はるに連れられるように、少し後ろを歩くあさひは、観光に来た旅行者のようにキョロキョロしたりはしない。

 ただでさえ目立つ格好をしてる自覚はある。

 あきらかに浮いてるんだよなぁ。早急に服を変えないと、目立って、あの影沼に目をつけられるかもしれない。玄徳先生に会うまでは、極力おとなしくしとかないとな。

「旭さん、とりあえず、ここがわたしの家です。あまり、おもてなしは出来ないですが……」

「いえ、とんでもない。少しだけ上がらせてもらいますね」

 晴さんの家。他の家とそんなに変わらないだな、晴さんは、少し家柄がいいように見えたが、平均的な家庭ということか。

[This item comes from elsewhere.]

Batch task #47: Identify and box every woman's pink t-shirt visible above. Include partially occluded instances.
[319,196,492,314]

「あっ!わたし、両親に旭さんのこと、説明してきますので、こちらで少しお待ちください」 

「――!あ……うん」

 ドクンッと、旭の心臓が鳴る。両親……そうだった。まったく考えていないわけではなかった。ただ、やはり可能性はあると思った。

 奥のほうで、話し声が聞こえる。懐かしい声だ……ふぅ、自分を中心に考えてしまう。この世界はすべて、自分自身のためにあるんじゃないかって思ってしまう。

 冷静に対応出来るかな?晴さんの時は、何がなんだかわからない状況だったし、こうやって覚悟して会うとなると、やっぱり緊張する。

♦︎♢♦︎♢♦︎♢

「旭!神事しんじの件、受けたんだってな。咲子と晴、連れて見にいくぞ!」

「――!吾郎さん、恥ずかしいから、当日声かけないでね」
「なに!?恥ずかしいとは何だ!横断幕も作ってるんだぞ!」

「横断幕!?それだけは絶対やめたほうがいい。吾郎さん、神事なんだよ。神聖な儀式に横断幕はマズイって。声援もダメだからね!」

「そっ……そうか?せっかく、旭の晴れ舞台なのに」

「玄徳先生に怒られるよ」

「――!それは怖いな。だが、旭!」

「何?」

「頑張れよ」

「……一射いっしゃだけだよ」

♦︎♢♦︎♢♦︎♢

 吾郎さん……吾郎さんではないのだろうけど、また会えるなんて、嬉しいな。